O medíocre medo

Um dia chegaria a guerra. Primeiro sob a forma de belgas espavoridos, que fugiam do Congo, os seus carros apinhados com tudo quanto podiam trazer, desorientados, a caminho de salvarem a pele. Não sei porque passaram por Malanje. Talvez, suponho hoje, por causa da companhia belga do algodão, a Cotonang, onde o meu avô trabalhava.
Sei que foi a primeira vez eu, um miúdo com onze anos, habituado à vivência pacífica da minha rua, que era o único mundo de todos os mundos e mais a escola, senti o que era o "poder branco" a escaqueirar-se como uma jarra de porcelana que das mãos se soltasse. E o espanto de todos pela fragilidade de um sistema que eu nunca tinha percebido que era colonial, porque na escola se estudavam os afluentes do rio Tejo, as linhas ferroviárias do Douro, e coisas como Dadrá e Ngar Aveli, o Afonso de Albuquerque, os Bijagós e o rio Rovuma que nascia no Largo do Niassa.
Mas ei-los, os que até ali dominavam e mandavam sobre o indigenato e seu trabalho, a escaparam-se como coelhos, assustadiços aos primeiros tiros.
Em casa supunha-se, porém, que aquilo não era connosco. Porque os belgas eram uns negreiros e nós tínhamos mestiçado. Porque aquela era a nossa terra, e o Congo belga tinha sido uma coutada do Rei Leopoldo.
Pela hora do jantar ouvia-se, no entanto, Rádio Brazzaville, o local do sinal marcado com um risquinho a tinta no quadrante do rádio a válvulas, em onda curta e um ambiente pesado, sombrio, cerrava a cara dos mais velhos.
Um dia fomos convocados para ir para o Campo de Aviação, um pedaço de terra batida, sem asfalto, mais um casinhoto de fazia de hangar de uma pequena avioneta ocasional. Colocados em oblíquo à pista os automóveis, os seus faróis iluminavam-na para que, naquele inquieto anoitecer, ele pudesse aterrar entre o troar medonho dos seus motores a hélice e a nuvem de pó quando as rodas tocaram o chão. Tubular, ovóide, estranho pássaro, o avião, um Nord Atlas, murmurava-se, vinha carregado de armamento para o Quartel.
Foi então o tempo da revolta da Baixa do Cassanje o morticínio a que se seguiria o morticínio. A chegada dos Caçadores Especiais. 

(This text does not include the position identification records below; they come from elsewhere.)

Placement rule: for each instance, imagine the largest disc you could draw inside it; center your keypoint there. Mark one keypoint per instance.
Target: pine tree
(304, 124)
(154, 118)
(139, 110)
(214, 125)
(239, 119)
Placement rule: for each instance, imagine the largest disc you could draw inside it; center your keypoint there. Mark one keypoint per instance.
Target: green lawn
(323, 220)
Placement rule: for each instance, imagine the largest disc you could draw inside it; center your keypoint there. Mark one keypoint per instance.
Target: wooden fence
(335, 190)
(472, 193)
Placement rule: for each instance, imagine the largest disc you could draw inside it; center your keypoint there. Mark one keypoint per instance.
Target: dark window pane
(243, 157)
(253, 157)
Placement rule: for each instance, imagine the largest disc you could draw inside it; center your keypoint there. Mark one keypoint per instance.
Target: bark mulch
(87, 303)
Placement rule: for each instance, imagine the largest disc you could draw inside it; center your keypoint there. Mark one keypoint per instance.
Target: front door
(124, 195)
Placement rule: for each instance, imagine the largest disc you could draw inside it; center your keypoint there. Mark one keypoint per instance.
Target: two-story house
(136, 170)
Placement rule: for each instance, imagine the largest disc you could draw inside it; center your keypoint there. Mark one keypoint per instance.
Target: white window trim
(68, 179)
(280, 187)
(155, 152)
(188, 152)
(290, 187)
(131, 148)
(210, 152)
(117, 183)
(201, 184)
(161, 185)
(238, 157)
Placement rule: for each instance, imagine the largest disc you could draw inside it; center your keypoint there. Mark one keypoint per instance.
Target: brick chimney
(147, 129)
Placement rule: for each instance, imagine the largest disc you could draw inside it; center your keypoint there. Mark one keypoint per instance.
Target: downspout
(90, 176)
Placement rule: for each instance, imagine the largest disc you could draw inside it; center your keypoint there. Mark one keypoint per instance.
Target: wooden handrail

Ainda hoje tenho estampado no interior da alma o medo, o horrível e medíocre medo. Quando ficava sozinho em casa. Quando, caindo sobre os telhados de zinco, as mangas, tudo pareciam estrondos de explosões. Dos faróis dos jeeps à noite. Do ladrar de uma metralhadora pesada no quartel. Do que se dizia no dia seguinte que tinha sucedido, o fruto negro, estraçalhado à bala, da caçada da noite anterior.  De quando soube que tinham arrancado os olhos a um "fubeiro" que trabalhara na loja do lado, por vingança ou já por coisa algum, saciada a raiva ancestral naquele ou em qualquer outro.